Bottoms-Up Semantics by Agile XML

On XML.com, Micah Dubinko summarizes some interesting conversations surrounding agile development and XML. I think there is something to the “agile development” idea. It’s kind of like bottoms-up, instead of top-down. The top-down approach, of course, is the Semantic Web. In particular, the technology RDF. RDF was created for knowledge representation, and if you scroll […]

On XML.com, Micah Dubinko summarizes some interesting conversations surrounding agile development and XML.

I think there is something to the “agile development” idea. It’s kind of like bottoms-up, instead of top-down.

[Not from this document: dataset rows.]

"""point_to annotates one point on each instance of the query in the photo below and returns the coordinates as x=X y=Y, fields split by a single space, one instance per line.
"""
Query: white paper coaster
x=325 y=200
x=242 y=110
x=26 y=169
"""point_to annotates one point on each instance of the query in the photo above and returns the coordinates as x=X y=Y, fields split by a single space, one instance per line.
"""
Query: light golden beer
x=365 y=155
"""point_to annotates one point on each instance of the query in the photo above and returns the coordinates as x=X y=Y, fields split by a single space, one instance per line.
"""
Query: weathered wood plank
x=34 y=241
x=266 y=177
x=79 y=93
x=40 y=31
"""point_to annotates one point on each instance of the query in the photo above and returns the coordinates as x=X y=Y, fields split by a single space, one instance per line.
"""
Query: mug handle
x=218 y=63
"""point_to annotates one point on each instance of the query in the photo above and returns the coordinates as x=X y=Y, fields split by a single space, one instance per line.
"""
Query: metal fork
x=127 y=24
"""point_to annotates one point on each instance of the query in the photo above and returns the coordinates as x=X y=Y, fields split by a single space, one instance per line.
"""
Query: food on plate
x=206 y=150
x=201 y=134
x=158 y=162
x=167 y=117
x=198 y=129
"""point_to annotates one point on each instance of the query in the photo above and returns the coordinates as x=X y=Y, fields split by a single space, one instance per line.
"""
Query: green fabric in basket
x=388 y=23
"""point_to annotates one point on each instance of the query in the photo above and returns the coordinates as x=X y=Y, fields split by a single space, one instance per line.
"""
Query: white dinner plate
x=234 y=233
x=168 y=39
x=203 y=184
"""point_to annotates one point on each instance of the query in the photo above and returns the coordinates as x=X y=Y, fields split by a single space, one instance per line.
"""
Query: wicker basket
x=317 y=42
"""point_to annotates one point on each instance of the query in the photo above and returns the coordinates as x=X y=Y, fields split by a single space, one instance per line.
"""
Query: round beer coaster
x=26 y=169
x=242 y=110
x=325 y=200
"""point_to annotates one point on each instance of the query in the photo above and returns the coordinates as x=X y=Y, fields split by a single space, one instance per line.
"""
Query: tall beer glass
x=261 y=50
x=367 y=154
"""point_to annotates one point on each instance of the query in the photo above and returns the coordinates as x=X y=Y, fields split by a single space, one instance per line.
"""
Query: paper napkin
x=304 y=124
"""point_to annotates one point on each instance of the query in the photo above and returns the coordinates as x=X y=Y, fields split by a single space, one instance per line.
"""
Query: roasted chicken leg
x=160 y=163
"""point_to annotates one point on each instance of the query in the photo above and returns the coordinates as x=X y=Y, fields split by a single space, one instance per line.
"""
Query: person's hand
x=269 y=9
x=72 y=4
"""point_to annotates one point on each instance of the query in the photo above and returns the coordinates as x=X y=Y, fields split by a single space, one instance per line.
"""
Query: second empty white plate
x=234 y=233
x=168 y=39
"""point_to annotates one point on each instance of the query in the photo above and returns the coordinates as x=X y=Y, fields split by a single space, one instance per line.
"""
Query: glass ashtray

The top-down approach, of course, is the Semantic Web. In particular, the technology RDF. RDF was created for knowledge representation, and if you scroll down a bit on the Semantic Web roadmap you’ll come to a graph that shows you an idea of how that works. You can make assertions about things, using subjects, verbs, and objects.

The problem is that this is over the heads of most people, including myself. I think it is wonderfully interesting, but I couldn’t build a system with it. I wonder if this is the general feeling…for one thing we have no great application showing the value of this. I think we will eventually, but developers often need to see the end-goal before something really catches on.

So, in the meantime we’ll use agile formats that slowly build toward the vision outlined by the Tim Berners-Lee and the Semantic Web folks. We’ll use Relax NG over XML Schema, and RSS over XHTML. How many of you browse nowadays without seeing any XHTML documents, other than the snippets embedded in an RSS file?